Before landing at Parkwater Aviation Field (soon to be renamed Felts Field) at 2:04 that rainy afternoon, Lindbergh swooped “so low” over the old Interstate Fairgrounds (later Playfair Race Track) to greet the 20,000 awaiting his arrival “that one actually could read Spirit of St. Louis on its aluminum cowling” (Lemon). (The plane, built by the Ryan Aircraft Company of San Diego, was named in honor of St. Louis boosters who financed it.)
When the Spirit of St. Louis came into view, the welcoming committee at Parkwater/Felts Field had to clear the runway of the surging crowd so Lindbergh could land. The dignitaries on hand to greet him personally included Washington Air National Guard Commandant Major John T. “Jack” Fancher (1892-1928), Governor Roland H. Hartley (1864-1952), Mayor Charles A. Fleming, and Harlan I. Peyton (1894-1958), a Spokane investment tycoon who had been a flight instructor during World War I. The local men were prominent supporters of the National Air Races to be held in Spokane during the week of September 21.
Lindbergh on Aviation
A limousine soon whisked Lindbergh to the fairgrounds, a few miles to the west, to the waiting throngs that included school children let out for the day. Fortunately, the heavy rain and wind moderated to a drizzle in time for Lindbergh’s speech, in which he asserted that aviation had come of age: “We have today advanced to a stage where the airplane is entirely practical. Commercial aviation compares in safety with all other forms of transportation.” He emphasized that air mail, freight, and passenger service were now “proven uses for the airplane” and that commercial aviation, which was safe, should not be confused with stunt flying, experimental, and “pioneering aviation,” as well as “distance flights,” which were still inherently dangerous (“Lindy Said”).
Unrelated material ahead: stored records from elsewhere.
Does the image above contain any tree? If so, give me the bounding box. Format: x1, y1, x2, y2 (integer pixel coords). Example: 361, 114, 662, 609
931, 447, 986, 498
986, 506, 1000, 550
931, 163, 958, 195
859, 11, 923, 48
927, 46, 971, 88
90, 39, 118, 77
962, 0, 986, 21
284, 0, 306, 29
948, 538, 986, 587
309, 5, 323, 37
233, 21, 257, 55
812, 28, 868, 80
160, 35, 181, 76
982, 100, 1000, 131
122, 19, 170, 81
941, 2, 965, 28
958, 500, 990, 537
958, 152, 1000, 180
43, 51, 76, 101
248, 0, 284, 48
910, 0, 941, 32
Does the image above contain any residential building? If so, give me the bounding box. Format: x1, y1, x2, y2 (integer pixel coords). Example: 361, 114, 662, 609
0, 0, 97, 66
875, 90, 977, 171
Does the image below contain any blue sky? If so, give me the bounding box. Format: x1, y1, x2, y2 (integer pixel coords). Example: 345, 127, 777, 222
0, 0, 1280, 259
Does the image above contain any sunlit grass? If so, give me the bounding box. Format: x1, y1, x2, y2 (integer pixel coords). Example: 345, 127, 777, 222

That evening, a banquet in the elegant Marie Antoinette Room of Spokane’s Davenport Hotel was packed with 525 guests invited from the city and the Inland Northwest to honor Lindbergh while dining on “roast stuffed imperial squab.” Harlan I. Peyton gave the welcome speech preceding Lindbergh’s address. The celebrated aviator spent the night in the State Suite at the Davenport before resuming his national tour. Newspaper writer Ellsworth French recalled 25 years later that “Lindbergh did everything anyone asked him to do while here, including a low-level flight past St. Luke’s Hospital so that crippled children in the Shrine Hospital could see the Spirit of St. Louis” (French).